Vasi, Candelabri, Cippi, Sarcofagi, Tripodi, Lucerne, Ed Ornamenti Antichi Disegn. Wilton Ely 895
Giovanni Battista Piranesi Prints – Vasi, Candelabri, Cippi, Sarcofagi, Tripodi, Lucerne, Ed Ornamenti Antichi Disegn. Wilton Ely 895
Giovanni Battista Piranesi had begun the etchings for the plates in this work as early as 1768.
Certainly, the growing trade in newly excavated classical objects d’art, particularly to aristocratic British collectors, encouraged Piranesi to establish a workshop and showroom for the restoration and sale of these antiquities.
This eclectic and splendid collection of engravings depicts objects that passed through his workshop in the Palazzo Tomati. Located conveniently close to the British quarter in the Piazza di Spagna.
Such as the amazing vase sold to the Earl of Warwick in 1774. Many excavated by Gavin Hamilton from the Pantenello area of Hadrian’s Villa at Tivoli in 1769, and in 1777 during the Spanish excavations at the Villa Negroni in Rome
Many other notable and interesting pieces, from lamps to monumental vases and sarcophagi including.

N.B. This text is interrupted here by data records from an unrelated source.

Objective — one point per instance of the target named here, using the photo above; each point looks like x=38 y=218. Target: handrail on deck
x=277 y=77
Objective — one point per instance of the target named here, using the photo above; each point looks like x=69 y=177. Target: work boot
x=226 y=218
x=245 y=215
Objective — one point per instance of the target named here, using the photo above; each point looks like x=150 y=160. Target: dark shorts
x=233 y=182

Piranesi notes on many plates that the object has been imaginatively restored and provides detailed and useful information about the discovery and contemporary location of the objects concerned.
Each plate is dedicated to a particular collector, including such luminaries as Sir William Hamilton, Charles Townley, The Marquess of Exeter, William Vyse, William Beckford &c.

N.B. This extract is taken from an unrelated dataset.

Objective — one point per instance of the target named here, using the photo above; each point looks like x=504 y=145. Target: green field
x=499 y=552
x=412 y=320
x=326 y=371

A fine early impression from the collection of Carlotta Cattaneo Adorno Fasciotti Giustiniani (1923- 1989) of Palazzo Durazzo Pallavicini, Genoa.
Giovanni Battista Piranesi (1720-78)
When Piranesi first arrived in Rome in 1740 there was an already established market for views of the city as Grand Tour souvenirs.
His Vedute however, executed from about 1748 until the end of his life transcended mere topographical accuracy. And became a heroic and tragic vision to the power of Roman architecture.
Two aspects of Piranesi’s Venetian background were key to the enabling of this vision:
- his training in engineering and stone construction which helped engender an appreciation of the effects of massive masonry. The poetic effect of ruins
- and his training in stage design which cultivated a sensitivity to effects of light and great skill in both linear and atmospheric perspective.
These architectonic/scenographic concerns found heightened and highly personal expression in Piranesi’s series of fantastic prison interiors. The Carceri d’Invenzione – which first appeared in the 1740’s.
A highly imaginative eclecticism of style characterised Piranesi’s work as a designer. A trait reflecting his belief in a creative attitude towards the use of antique sources.